USA TODAY US Edition
Not much growth, but Hispanics surge
Rhode Island’s Hispanic population surged nearly 44% in the past decade, bolstering the Ocean State’s overall head count.
The state reported 1,052,567 residents in 2010, according to Census figures out Wednesday. That’s up just 0.4% — 4,248 residents — from 2000.
“If it hadn’t been for Hispanics, we would have lost for the first time,” said Mark Brown, manager of state planning and data.
Hispanics increased from 90,820, or 8.7% of Rhode Islanders, to 130,655, or 12.4%. About 78% of residents described themselves as white, down 6% from 2000. The non-Hispanic black population rose 27.8% to 64,890, representing 6.2% of residents, vs. 4.8% in 2000.
“The state is more diverse, as is the case mostly everywhere,” said Michael White, director of Brown University’s Population Studies and Training Center.
Most of the diversity is in Providence, the state’s capital and biggest city, and surrounding Providence County, where Hispanics number 117,819 residents, or about 19% of the 626,667 population.
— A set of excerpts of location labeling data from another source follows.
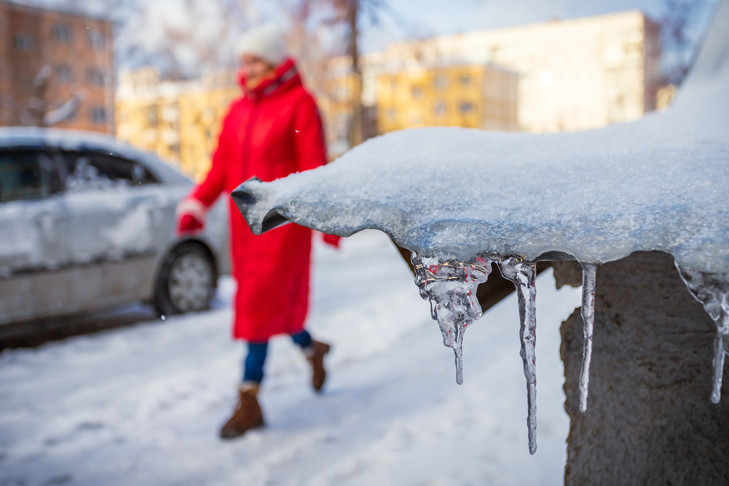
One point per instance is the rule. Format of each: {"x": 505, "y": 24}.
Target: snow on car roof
{"x": 80, "y": 140}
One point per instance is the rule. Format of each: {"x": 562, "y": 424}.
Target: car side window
{"x": 27, "y": 174}
{"x": 92, "y": 170}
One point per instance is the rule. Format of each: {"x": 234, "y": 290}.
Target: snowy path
{"x": 143, "y": 405}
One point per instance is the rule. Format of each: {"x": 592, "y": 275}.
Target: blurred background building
{"x": 547, "y": 77}
{"x": 179, "y": 120}
{"x": 56, "y": 68}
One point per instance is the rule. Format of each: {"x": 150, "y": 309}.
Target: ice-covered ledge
{"x": 461, "y": 198}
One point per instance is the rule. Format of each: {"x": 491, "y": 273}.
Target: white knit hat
{"x": 265, "y": 41}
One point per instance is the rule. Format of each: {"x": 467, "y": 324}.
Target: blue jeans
{"x": 256, "y": 357}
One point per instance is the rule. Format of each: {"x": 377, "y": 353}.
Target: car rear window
{"x": 26, "y": 174}
{"x": 92, "y": 170}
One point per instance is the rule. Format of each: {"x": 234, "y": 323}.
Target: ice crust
{"x": 459, "y": 197}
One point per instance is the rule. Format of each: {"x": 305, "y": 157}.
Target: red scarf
{"x": 285, "y": 76}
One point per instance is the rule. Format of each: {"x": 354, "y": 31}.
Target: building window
{"x": 24, "y": 42}
{"x": 97, "y": 39}
{"x": 64, "y": 73}
{"x": 152, "y": 118}
{"x": 94, "y": 76}
{"x": 98, "y": 115}
{"x": 466, "y": 107}
{"x": 62, "y": 33}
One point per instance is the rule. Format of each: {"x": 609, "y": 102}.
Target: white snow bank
{"x": 143, "y": 405}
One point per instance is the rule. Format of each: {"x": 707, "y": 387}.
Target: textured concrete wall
{"x": 649, "y": 418}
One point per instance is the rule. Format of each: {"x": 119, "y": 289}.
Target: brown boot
{"x": 315, "y": 355}
{"x": 247, "y": 415}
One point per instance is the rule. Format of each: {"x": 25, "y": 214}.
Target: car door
{"x": 115, "y": 206}
{"x": 33, "y": 244}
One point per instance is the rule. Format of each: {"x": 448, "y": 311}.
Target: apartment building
{"x": 56, "y": 68}
{"x": 573, "y": 74}
{"x": 179, "y": 120}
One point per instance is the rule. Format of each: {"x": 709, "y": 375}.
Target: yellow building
{"x": 473, "y": 96}
{"x": 179, "y": 121}
{"x": 573, "y": 75}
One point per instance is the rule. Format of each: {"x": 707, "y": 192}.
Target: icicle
{"x": 712, "y": 290}
{"x": 522, "y": 274}
{"x": 589, "y": 274}
{"x": 450, "y": 286}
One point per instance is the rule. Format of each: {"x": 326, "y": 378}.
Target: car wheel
{"x": 186, "y": 281}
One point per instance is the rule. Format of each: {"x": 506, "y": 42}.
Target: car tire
{"x": 186, "y": 281}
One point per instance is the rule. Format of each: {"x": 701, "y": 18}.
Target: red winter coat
{"x": 270, "y": 132}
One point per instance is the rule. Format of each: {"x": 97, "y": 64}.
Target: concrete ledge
{"x": 649, "y": 418}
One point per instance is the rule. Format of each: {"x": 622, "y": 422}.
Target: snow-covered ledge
{"x": 460, "y": 199}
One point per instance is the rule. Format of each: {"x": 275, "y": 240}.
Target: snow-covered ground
{"x": 143, "y": 405}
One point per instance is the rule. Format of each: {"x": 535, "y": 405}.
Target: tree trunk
{"x": 353, "y": 52}
{"x": 649, "y": 418}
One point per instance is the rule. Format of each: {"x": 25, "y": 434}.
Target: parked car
{"x": 87, "y": 222}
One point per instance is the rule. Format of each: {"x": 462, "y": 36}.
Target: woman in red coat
{"x": 274, "y": 129}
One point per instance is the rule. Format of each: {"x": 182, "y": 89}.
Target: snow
{"x": 455, "y": 196}
{"x": 655, "y": 184}
{"x": 143, "y": 405}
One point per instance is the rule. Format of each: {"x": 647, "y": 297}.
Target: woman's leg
{"x": 302, "y": 339}
{"x": 248, "y": 414}
{"x": 314, "y": 351}
{"x": 254, "y": 362}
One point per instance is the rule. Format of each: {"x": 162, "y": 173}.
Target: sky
{"x": 434, "y": 17}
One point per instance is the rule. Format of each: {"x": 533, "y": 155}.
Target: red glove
{"x": 332, "y": 240}
{"x": 190, "y": 217}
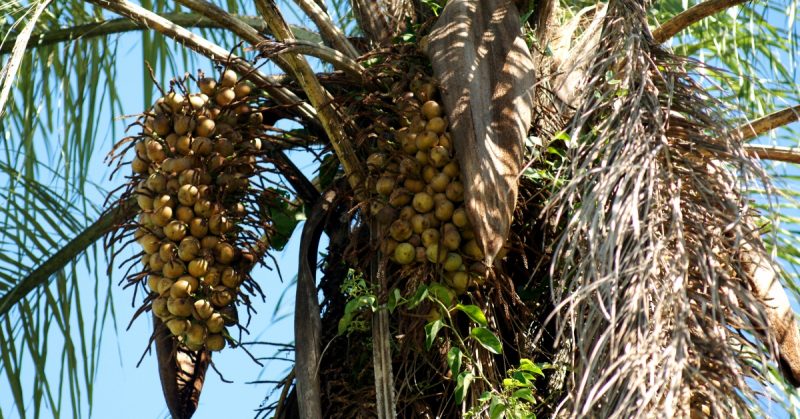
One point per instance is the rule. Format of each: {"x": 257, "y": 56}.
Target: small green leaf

The city of Providence grew 2.5%, mostly due to Hispanics in service jobs, White said. Among the state’s five counties, Providence gained 0.8% and Washington County rose 2.8%. Bristol, Newport and Kent counties lost 0.6% to 3% of their population.
Rhode Island’s gains were the smallest since 1970-80, when the state was hit by cutbacks in U.S. Navy personnel and the population rose by just 429 people, or 0.05%.
“The modest overall growth is not a surprise,” White said. “We’ll be looking at the next round of Census data to understand the patterns.”
Slow growth doesn’t faze Brown.
“After New Jersey, we’re the most densely populated,” he said. “Economic booms may be tempting. But slow growth is good growth. There’s time to plan for infrastructure.”